42,000 Year Old Fishing Hook Defies ‘Accepted’ Aboriginal History

 Wake Up World  April 3 2014

42KYr_FishHookA little over two years ago, the somewhat intriguing headline “Gone fishing, 42,000 years ago” introduced an article in the Sydney Morning Herald newspaper which was based on the findings of a team of Australian archaeologists from the Australian National University (Canberra). Their 2011 discovery of a fish hook at East Timor, along with evidence of deep-sea fishing occurring up to 42,000 years ago, carried with it some unexpected repercussions and was the catalyst for a considerable reshuffling of deck-chairs on an African boat that supposedly made landfall in Australia around 50,000 years ago.

The problem is that the claims made by these scientists seem to contradict an elemental assumption underpinning what another group of eminent genetic experts concluded when examining the genome patterns found within a hundred year old piece of hair belonging to an Australian Aboriginal man.

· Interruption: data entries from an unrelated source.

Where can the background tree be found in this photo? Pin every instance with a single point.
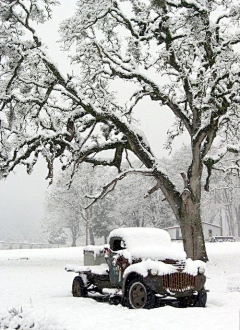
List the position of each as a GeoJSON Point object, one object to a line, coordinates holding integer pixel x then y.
{"type": "Point", "coordinates": [179, 54]}
{"type": "Point", "coordinates": [57, 236]}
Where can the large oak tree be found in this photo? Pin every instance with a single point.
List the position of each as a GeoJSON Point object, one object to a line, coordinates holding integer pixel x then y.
{"type": "Point", "coordinates": [181, 54]}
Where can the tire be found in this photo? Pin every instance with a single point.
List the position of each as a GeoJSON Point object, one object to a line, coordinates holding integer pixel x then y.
{"type": "Point", "coordinates": [138, 295]}
{"type": "Point", "coordinates": [78, 287]}
{"type": "Point", "coordinates": [201, 299]}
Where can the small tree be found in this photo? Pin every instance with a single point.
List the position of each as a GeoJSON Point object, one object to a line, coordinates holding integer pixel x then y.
{"type": "Point", "coordinates": [57, 236]}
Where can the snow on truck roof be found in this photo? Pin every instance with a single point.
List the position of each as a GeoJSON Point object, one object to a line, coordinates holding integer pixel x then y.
{"type": "Point", "coordinates": [143, 236]}
{"type": "Point", "coordinates": [145, 242]}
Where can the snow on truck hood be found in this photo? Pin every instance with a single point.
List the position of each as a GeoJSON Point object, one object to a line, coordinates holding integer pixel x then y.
{"type": "Point", "coordinates": [145, 243]}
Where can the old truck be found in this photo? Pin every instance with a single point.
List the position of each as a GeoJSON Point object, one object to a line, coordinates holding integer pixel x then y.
{"type": "Point", "coordinates": [140, 267]}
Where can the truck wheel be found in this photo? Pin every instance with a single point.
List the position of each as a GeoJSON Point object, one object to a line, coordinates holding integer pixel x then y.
{"type": "Point", "coordinates": [201, 299]}
{"type": "Point", "coordinates": [78, 287]}
{"type": "Point", "coordinates": [139, 295]}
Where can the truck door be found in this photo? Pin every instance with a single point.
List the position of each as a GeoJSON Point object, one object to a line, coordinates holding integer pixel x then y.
{"type": "Point", "coordinates": [115, 269]}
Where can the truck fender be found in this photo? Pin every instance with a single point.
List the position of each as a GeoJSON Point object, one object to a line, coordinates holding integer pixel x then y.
{"type": "Point", "coordinates": [127, 280]}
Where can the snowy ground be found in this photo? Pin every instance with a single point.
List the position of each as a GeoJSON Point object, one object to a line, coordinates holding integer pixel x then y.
{"type": "Point", "coordinates": [40, 284]}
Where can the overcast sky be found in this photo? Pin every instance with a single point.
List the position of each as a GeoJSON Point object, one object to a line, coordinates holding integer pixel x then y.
{"type": "Point", "coordinates": [21, 195]}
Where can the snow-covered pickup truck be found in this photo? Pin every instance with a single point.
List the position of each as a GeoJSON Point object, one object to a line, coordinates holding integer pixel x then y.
{"type": "Point", "coordinates": [142, 267]}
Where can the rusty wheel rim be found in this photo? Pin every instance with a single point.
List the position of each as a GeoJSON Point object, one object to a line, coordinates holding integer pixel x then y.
{"type": "Point", "coordinates": [138, 295]}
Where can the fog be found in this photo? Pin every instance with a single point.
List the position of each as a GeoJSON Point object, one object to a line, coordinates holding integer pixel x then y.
{"type": "Point", "coordinates": [22, 195]}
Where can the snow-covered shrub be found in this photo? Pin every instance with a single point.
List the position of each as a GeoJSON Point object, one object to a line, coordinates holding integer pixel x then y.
{"type": "Point", "coordinates": [234, 283]}
{"type": "Point", "coordinates": [17, 319]}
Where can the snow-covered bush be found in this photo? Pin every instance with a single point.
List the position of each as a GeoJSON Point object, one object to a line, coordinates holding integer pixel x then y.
{"type": "Point", "coordinates": [17, 319]}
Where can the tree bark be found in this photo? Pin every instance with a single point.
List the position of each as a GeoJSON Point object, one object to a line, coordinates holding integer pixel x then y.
{"type": "Point", "coordinates": [74, 239]}
{"type": "Point", "coordinates": [91, 236]}
{"type": "Point", "coordinates": [192, 231]}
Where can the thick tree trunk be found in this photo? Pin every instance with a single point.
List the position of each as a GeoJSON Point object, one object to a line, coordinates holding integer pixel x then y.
{"type": "Point", "coordinates": [192, 231]}
{"type": "Point", "coordinates": [91, 236]}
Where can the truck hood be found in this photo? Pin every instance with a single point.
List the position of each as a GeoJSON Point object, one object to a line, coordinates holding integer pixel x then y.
{"type": "Point", "coordinates": [153, 253]}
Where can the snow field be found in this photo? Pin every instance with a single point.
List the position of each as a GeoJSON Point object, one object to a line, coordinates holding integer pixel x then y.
{"type": "Point", "coordinates": [42, 288]}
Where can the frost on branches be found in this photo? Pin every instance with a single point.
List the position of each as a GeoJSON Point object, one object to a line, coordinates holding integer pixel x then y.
{"type": "Point", "coordinates": [182, 54]}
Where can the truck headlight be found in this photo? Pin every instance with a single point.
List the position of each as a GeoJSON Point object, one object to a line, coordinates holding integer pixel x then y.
{"type": "Point", "coordinates": [201, 270]}
{"type": "Point", "coordinates": [154, 272]}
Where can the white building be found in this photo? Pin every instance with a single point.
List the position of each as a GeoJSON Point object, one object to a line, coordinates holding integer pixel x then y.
{"type": "Point", "coordinates": [209, 230]}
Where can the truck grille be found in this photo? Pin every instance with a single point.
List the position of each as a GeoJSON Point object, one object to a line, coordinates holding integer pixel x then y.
{"type": "Point", "coordinates": [178, 282]}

Quite simply as things stand, the conclusions of each investigation are in open defiance to each other and logic demands that at least one theory has to be wrong.

Gone Fishing… and Hunting

The recent archaeological dig at East Timor bears witness that modern humans possessed “quite sophisticated technology and watercraft”, and through use of hooks (like the one discovered) were engaged in “deep-sea fishing for large delicacies such as tuna”. The Australian researchers insist that a high degree of skill was essential “in catching the types of fish that would be challenging even today”.

If relying upon the accepted pre-historical narrative, the people exhibiting these “amazingly advanced maritime skills” must have originated in Africa. “An archaeologist at the Australian National University, Sue O’Connor” saw this settlement and activity as proof of African mariners’ ocean transit to Australia. She believes that “the first people who arrived in Australia at least 50,000 years ago must have had boats because they had to cross hundreds of kilometers of deep ocean trenches to get here from south-east Asia”.

Possibly… but there is more to this discovery than one solitary hook.

The analysis of bones found in the “oldest area of occupation… dated at 38,000 and 42,000 years old” of which “50% came from ocean fish, such as tuna and trevally” also included “small amounts of marine turtles, rats, bats, birds and snakes”. These people employed a highly sophisticated technology when deep-sea fishing and obviously co-operated extensively in fishing, sailing and living together. But not only did they sail and fish upon the open seas, food from coastal and inland areas was also consumed. The sea, although used often, was not the only place to hunt and gather food.

Until this discovery in East Timor, the only evidence of ancient maritime technology of this sophistication was the hypothetical settlement by Africans in Australia. At first glance this belief seems to be supported by the 42,000 year old dicovery in Timor. However, further analysis and comparison to recent genome research casts considerable doubt, and raises questions that can neither be answered nor accommodated by the Out-of-Africa theory.